User experience echoes what our line operators see: fewer tray failures, less downtime chasing static alarms, and improved chip yield at the final test. No failed antistatic tests or surface quality issues, even with thousands of handling cycles, underscores the payoff from controlling the resin and additive blend at every phase, from compounding through final tray molding.
The push to more complex IC geometries and ultra-thin packaging won’t let up. As package density increases, lead spacing shrinks and tolerances grow tighter. We continue to seek ways to support lighter tray weights, sharper pocket tolerances, and even finer surface finishes. Ongoing collaboration with customers means every product iteration springs from real complaints and wishes voiced by assembly, audit, and process improvement teams. Tray material must match each generation of IC miniaturization.
As we expand our capacity, scrutiny of each batch means tighter reproducibility—QC staff document test results, report deviations, and hold samples from every run for long-term shelf trials. Upstream suppliers of base resins and carbon maintain strict quality inspection, minimizing batch-to-batch drift. R&D efforts line up with both production realities and end-user feedback.
Moving forward, tougher chemical and mechanical demands keep coming: handling higher temperature profiles for lead-free soldering, integration into AGV (automated guided vehicle) tray-handing robotics, and the rise of AI-driven process controls. New chip underfills and fluxes create interactions demanding even better chemical compatibility. Electrostatic shielding remains vital—not only to prevent device damage, but also to ensure zero signal degradation for sensitive high-frequency packages.
We keep in close touch with new developments through industry consortia and direct user surveys.

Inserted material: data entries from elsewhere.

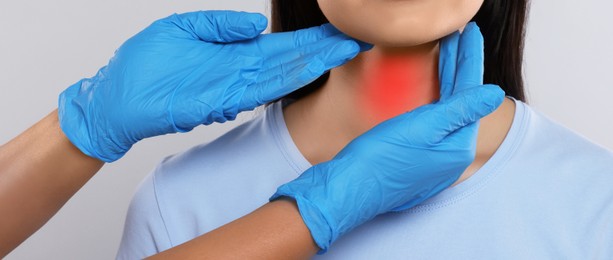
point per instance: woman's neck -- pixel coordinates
(376, 86)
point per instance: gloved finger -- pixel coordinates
(223, 26)
(470, 59)
(323, 50)
(448, 58)
(272, 44)
(460, 110)
(290, 76)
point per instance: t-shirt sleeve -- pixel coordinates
(144, 232)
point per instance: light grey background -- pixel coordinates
(46, 46)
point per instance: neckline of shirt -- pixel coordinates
(479, 179)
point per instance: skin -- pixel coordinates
(348, 104)
(40, 170)
(385, 22)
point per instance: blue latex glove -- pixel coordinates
(192, 69)
(405, 160)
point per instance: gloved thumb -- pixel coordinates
(224, 26)
(462, 109)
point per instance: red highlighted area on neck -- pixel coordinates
(394, 84)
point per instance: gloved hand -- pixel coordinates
(192, 69)
(405, 160)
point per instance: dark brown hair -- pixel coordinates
(502, 23)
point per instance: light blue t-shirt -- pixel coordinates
(546, 193)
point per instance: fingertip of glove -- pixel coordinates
(492, 96)
(259, 21)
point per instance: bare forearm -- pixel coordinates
(39, 171)
(274, 231)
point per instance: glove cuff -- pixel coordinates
(72, 109)
(314, 218)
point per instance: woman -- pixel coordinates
(534, 190)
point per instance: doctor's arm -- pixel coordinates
(180, 72)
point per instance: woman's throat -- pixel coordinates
(394, 83)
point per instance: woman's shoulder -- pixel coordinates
(551, 141)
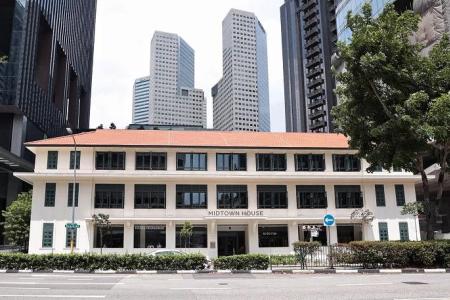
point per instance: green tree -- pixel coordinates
(102, 222)
(394, 102)
(186, 233)
(17, 220)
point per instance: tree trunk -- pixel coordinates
(429, 207)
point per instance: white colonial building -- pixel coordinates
(243, 192)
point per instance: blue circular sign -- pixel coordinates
(328, 220)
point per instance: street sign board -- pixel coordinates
(329, 220)
(72, 225)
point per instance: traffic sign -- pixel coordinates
(329, 220)
(72, 225)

Whether it’s changes in regulatory frameworks, the need for rapid tray identification, or concerns about traceability, we take them seriously. Tray materials that ignore these realities will see their users drift away.
No two chip factories run the same, and there is no one-size solution for ESD-safe packaging. Our years alongside electronics manufacturers taught us to listen hard to each pain point—from static failures detected by automated test handlers, to tray crumbs gumming up pick-and-place nozzles. These are not distant problems for us. We run our own test lines, and have seen chips irreparably damaged by missed static control or surface contamination. Only by understanding these real-world challenges can we adapt the product to reduce yield fallout and maximize reliable throughput.
Each new batch counts. Materials that seemed perfect in the lab struggle under real-world handling, shipping, chemical washing, and repeated flexing. Through diligent process controls, active learning from field data, and honest reassessment with user feedback, we refine and improve the Conductive Antistatic Plastic for IC Electronic Tray model by model.
Manufacturing reliable, long-life antistatic conductive trays means dedication to more than just pigment and fillers. Our direct involvement in process feedback, customer complaints, and root cause investigation keeps each tray model tuned for actual industrial realities. The CPT-15 is built on lessons from countless rounds of laboratory and floor testing, operator feedback, and end-user reports. Factories using our compound find fewer lost hours due to tray-related failures, less contamination, and more reliable shipping and storage for high-value ICs. Every tray cycle tells a story; we listen and improve, batch after batch, to keep up with the relentless march of electronics manufacturing.